[llvm] [Offload] Allow allocations to be freed without knowing their type (PR #140889)

Wed May 21 05:53:41 PDT 2025

https://github.com/callumfare created https://github.com/llvm/llvm-project/pull/140889

In liboffload we want users to be able to free memory with `olMemFree` without knowing the allocation's type. Currently we track every allocation's associated device and type in a map, and we'd like to remove that workaround. This removes the allocation type from the tracked info.

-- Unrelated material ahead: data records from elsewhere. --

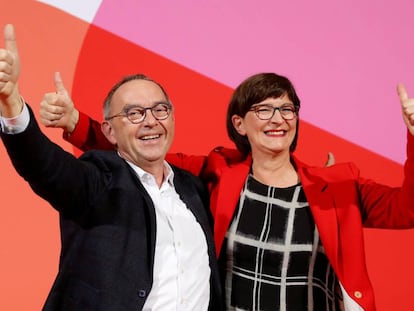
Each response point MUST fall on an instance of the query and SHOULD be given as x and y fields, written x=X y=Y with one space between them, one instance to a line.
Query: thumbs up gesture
x=407 y=105
x=10 y=101
x=57 y=109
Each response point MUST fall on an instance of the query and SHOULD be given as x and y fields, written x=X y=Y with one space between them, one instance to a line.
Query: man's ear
x=108 y=132
x=238 y=124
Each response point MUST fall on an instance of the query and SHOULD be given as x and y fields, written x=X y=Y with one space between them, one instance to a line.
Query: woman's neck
x=277 y=171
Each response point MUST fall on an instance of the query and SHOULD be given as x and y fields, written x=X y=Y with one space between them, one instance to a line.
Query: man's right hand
x=57 y=108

- Add an overload of `GenericDeviceTy::dataDelete` that doesn't take a `TargetAllocTy`
- Remove the kind argument from `DeviceAllocatorTy::free`
- In the AMDGPU plugin, we can free allocations like this already. Make the relevant method static and remove the code to determine the memory pool as it never actually mattered
- In the CUDA plugin, determine what type of memory an allocation is with `cuPointerGetAttributes`
- Split out `free_non_blocking` from `free` in `DeviceAllocatorTy` so non-blocking device allocations can still be freed

>From ff6cd4ac539e9cb7fe567419975a11ac446127f2 Mon Sep 17 00:00:00 2001
From: Callum Fare <callum at codeplay.com>
Date: Wed, 21 May 2025 13:11:43 +0100
Subject: [PATCH] [Offload] Allow allocations to be freed without knowing their
 type

---
 offload/liboffload/src/OffloadImpl.cpp        |  7 +-
 offload/plugins-nextgen/amdgpu/src/rtl.cpp    | 32 ++------
 .../common/include/MemoryManager.h            |  6 +-
 .../common/include/PluginInterface.h          |  4 +
 .../common/src/PluginInterface.cpp            | 25 ++++++-
 offload/plugins-nextgen/common/src/RPC.cpp    |  5 +-
 .../cuda/dynamic_cuda/cuda.cpp                |  1 +
 .../plugins-nextgen/cuda/dynamic_cuda/cuda.h  | 15 ++++
 offload/plugins-nextgen/cuda/src/rtl.cpp      | 73 ++++++++++++++-----
 offload/plugins-nextgen/host/src/rtl.cpp      |  4 +-
 10 files changed, 118 insertions(+), 54 deletions(-)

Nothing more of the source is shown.